Sadece durmadan ağlayıp duran Jin için üzülmüştü ve yardımcı olmak istiyordu. Ama bu Jin'in sinirlenmesine neden olmuştu.

" Sanırım Jungkook'un yakını o adam. " diyen kişi yatakta yatan Jimin'di. Arkadaşlarını gördüğünde biraz daha kendine gelmişti.

Jin çocuğun söylediği şeyle tekrar sinirlenmişti. " Jungkook'un ne işi var öyle değişik tiplerle? Daha adını bile bilmiyoruz. " dediğinde tüm odada bir sessizlik oluşmuştu. Sessizliği bölen şey ise

" Adı Namjoon. " diyen adamın sesiydi. Odadaki herkes şaşkınlıkla ona dönerken dakikalardır duvara yaslanmış bir şekilde onları izleyen Yoongi'den başka biri değildi o adam. Panik haldeki arkadaşlarını sakinleştirmeye çalışan Jimin onun varlığını tamamen unutmuştu.

Yoongi ise hiç sesini çıkartmadan onların Namjoon hakkındaki düşüncelerini dinlemişti. Evet RM'nin gerçek ismini biliyordu. Ve şu an buradaki kimse onun örgütten olduğunu bilmediği için açık bir şekilde söylemişti.
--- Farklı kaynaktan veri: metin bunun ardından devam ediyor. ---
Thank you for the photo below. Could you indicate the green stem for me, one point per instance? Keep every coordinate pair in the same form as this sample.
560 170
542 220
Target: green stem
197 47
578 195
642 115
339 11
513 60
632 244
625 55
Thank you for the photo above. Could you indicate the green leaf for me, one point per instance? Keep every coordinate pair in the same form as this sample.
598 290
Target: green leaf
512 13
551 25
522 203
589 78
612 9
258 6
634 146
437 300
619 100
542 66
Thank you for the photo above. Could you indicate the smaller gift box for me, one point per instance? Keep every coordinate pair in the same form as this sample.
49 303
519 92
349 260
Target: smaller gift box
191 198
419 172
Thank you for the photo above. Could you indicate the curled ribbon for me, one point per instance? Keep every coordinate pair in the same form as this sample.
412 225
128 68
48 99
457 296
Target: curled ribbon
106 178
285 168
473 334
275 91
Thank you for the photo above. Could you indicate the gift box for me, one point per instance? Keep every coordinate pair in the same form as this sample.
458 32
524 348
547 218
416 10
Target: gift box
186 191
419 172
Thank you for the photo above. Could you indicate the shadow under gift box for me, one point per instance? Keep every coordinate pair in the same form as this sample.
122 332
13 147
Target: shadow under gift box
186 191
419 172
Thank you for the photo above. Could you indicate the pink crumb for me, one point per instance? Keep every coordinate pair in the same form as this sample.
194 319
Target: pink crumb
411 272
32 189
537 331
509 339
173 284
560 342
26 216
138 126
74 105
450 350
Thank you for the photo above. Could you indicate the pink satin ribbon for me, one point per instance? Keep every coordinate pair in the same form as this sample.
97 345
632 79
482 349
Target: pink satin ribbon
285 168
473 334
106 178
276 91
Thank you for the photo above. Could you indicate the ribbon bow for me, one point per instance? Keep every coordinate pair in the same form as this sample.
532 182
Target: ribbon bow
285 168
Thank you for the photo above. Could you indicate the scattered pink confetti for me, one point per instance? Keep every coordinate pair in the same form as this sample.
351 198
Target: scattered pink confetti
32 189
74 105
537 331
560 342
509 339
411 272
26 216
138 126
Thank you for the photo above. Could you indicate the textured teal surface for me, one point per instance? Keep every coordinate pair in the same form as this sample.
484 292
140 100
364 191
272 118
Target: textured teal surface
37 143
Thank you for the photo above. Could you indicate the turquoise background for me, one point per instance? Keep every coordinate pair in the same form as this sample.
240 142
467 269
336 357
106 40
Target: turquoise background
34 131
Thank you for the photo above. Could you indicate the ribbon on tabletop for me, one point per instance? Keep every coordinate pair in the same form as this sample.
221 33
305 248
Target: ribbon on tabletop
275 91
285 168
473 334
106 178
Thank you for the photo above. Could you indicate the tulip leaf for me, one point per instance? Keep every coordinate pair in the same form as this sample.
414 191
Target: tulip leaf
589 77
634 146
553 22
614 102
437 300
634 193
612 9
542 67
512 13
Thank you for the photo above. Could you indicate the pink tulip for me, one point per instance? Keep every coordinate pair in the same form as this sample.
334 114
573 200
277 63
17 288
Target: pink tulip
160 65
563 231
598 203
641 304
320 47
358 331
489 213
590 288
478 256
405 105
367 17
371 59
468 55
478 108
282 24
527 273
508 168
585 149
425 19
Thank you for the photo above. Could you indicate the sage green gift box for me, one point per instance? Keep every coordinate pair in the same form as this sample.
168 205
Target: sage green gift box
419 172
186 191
Odadakiler ona şaşkınlıkla bakarken yaslandığı duvardan ayrılıp yatağın yanına doğru ilerledi. Bakışları bir süre Jin'in üzerinde dolaştı. " Namjoon düşünceli bir adamdır. Senin için endişelenmiş olmalı. Rahatsız olduysan onun adına ben özür dilerim. " Jin adama bakarken onun kim olduğu hakkında hiç bir fikri olmadığı için bakışlarını Jimin'e çevirdi. Sanki kimse duymayacakmış gibi sessiz bir şekilde " Bu kim Jimin? " diye sorduğunda Hoseok'da ne olduğunu anlamaya çalışıyordu. Jimin Yoongi'ye bir bakış attıktan sonra arkadaşına döndü.

" Bu Yoongi hyung. Jungkook'un arkadaşıymış. Ben uyanana kadar başımda beklemiş. " dediğinde bunu söylerken yüzündeki mutluluk her şekilde anlaşılıyordu.

Bu sefer Hoseok Yoongi'ye baktığında " Bu Jungkook'un ne kadar değişik arkadaşları varmış. " dediğinde Jimin'in ona sert bir şekilde bakmasıyla susmak zorunda kalmıştı.  Yoongi ise bunu duymamış gibi yapmayı tercih etmişti.

" Bizden büyük olmalısın. Kaç yaşındasın ki? " diye sorduğunda Jungkook'un gerçekten böyle büyük insanlarla ne yaptığını anlamaya çalışıyordu.

Yoongi derin bir nefes alarak baktı çocuklara. " 30 yaşımdayım. " dediğinde Jimin hariç diğer iki çocuk ona şaşkınlıkla bakmıştı.

" Vay canına hiç belli etmiyorsun. " diyen Hoseok'dan başkası değildi. Yoongi çocuğun söylediği şeyle gülümserken o konuşmaya devam etti.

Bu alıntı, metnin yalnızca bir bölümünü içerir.